LNH: Parsnip the Christmas Miracle Maggot #2 out of 4: The Wonders of Parsnip!
Andrew Perron
pwerdna at gmail.com
Mon Dec 10 22:17:12 PST 2012
On Sun, 9 Dec 2012 19:05:12 +0000 (UTC), Arthur Spitzer wrote:
> Each kit
> comes with special Chocolate Chip cookies laced with special Chocolate
> Chips -- Chocolate Freedom Chips (from our friends at HexCorp)!
XD XD XD
> Warning: The 'Santa Domination Kit' may be illegal in some
> States and Countries!
I should hope so!
> The Net.Mexico Institute for the Criminally Inane *sic* --
Are you sure that's a mispelling because `-`
> The Miracle Pet Catcher looked at the chunk of Fruitcake in his spoon
> from his bowl of Cream of Fruitcake soup and just stared at it.
Ah yes.
> Cauliflower died before he could get revenge. But now there was a new
> Christmas Miracle Pet in town.
Mwahahahaha.
> "Hey! Folks!" said a man in a prison outfit that had 'Fs' scribbled all
> over it using a magic marker as well as various 'F' tattoos on his skin.
> A supervillain known to the outside world as Dr.
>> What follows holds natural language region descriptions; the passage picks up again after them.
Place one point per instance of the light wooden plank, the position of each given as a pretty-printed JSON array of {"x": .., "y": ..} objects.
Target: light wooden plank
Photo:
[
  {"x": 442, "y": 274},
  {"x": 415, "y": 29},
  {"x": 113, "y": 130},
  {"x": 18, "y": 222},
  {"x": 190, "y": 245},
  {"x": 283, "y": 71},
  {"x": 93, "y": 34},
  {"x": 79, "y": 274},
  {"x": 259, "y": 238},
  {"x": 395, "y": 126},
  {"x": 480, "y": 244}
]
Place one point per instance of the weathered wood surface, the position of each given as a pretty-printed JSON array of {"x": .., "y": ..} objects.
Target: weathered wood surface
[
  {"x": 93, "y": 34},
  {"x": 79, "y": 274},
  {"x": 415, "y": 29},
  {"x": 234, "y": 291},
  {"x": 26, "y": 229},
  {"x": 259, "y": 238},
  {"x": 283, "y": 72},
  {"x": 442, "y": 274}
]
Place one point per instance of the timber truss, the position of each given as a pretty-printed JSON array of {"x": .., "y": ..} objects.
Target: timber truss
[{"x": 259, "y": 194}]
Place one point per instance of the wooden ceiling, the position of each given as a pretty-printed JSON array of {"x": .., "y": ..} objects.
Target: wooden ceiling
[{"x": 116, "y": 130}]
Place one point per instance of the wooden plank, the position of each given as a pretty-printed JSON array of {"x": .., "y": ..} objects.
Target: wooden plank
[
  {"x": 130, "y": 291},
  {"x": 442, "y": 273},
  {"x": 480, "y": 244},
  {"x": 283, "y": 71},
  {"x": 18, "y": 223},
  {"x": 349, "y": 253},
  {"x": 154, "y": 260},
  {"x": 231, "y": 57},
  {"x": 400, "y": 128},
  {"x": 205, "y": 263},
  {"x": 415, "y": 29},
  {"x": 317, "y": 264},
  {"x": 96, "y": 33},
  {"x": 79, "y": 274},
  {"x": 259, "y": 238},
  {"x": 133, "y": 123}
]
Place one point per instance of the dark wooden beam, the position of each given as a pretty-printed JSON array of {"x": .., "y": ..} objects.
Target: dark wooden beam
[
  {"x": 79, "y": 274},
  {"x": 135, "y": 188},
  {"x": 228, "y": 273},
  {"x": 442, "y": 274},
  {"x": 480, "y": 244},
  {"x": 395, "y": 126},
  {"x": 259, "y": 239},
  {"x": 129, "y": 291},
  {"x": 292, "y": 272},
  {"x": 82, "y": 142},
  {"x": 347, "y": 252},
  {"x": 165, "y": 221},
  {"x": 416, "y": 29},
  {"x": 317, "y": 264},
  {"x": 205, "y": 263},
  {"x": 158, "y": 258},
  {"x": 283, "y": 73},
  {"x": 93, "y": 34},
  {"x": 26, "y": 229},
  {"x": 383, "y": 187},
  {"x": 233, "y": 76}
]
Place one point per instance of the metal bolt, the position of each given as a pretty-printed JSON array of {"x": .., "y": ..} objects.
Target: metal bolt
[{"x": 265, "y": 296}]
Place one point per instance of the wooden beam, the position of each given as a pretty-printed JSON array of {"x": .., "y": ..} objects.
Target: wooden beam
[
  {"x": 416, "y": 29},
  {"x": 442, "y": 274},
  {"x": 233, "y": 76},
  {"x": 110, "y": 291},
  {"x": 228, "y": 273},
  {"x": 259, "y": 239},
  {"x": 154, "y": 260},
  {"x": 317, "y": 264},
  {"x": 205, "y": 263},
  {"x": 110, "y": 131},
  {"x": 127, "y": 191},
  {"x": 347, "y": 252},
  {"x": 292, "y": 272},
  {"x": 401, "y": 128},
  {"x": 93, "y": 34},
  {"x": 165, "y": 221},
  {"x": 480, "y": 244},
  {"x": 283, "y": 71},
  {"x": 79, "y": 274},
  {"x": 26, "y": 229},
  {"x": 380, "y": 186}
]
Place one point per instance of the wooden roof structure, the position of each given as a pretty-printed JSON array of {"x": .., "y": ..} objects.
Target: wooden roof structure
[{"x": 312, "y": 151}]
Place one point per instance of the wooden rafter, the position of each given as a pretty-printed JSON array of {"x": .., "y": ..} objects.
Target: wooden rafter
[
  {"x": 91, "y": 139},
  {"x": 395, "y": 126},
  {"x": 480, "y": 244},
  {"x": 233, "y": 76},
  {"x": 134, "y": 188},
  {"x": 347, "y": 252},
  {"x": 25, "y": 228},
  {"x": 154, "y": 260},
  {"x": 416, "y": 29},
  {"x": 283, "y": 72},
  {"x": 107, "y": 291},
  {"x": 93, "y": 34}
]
F!
Woo! XD
> No, he wouldn't escape today. But someday he would. Maybe when one of
> the cooler Miracle Pets got their own miniseries. But not today.
Heeheehee
> The Echo Lad Memorial Memorial Children's Children's Hospital Hospital -
*cackles*
> The nurse who was manning the front desk looked straight at the piece of
> floating rotting meat in front of her. And at the tiny maggot with the
> Santa hat that was riding it. It was Parsnip's floating Rotting
> Meat.Thingee that acted as both a headquarters as well as transportation
> device.
Oh god. XD
> "I'm sorry," said the nurse, "But we don't have -- umm -- any sick kids
> today. Yes, no sick kids."
>
> " ''''' '''''' '''''?" said Parsnip looking at some kids being rolled
> around in wheelchairs.
Heeheehee. Poor Parsnip.
> Arthur "This keeps getting worse and worse..." Spitzer
Andrew "NO .SIG MAN" "Juan" Perron, the plot sickens!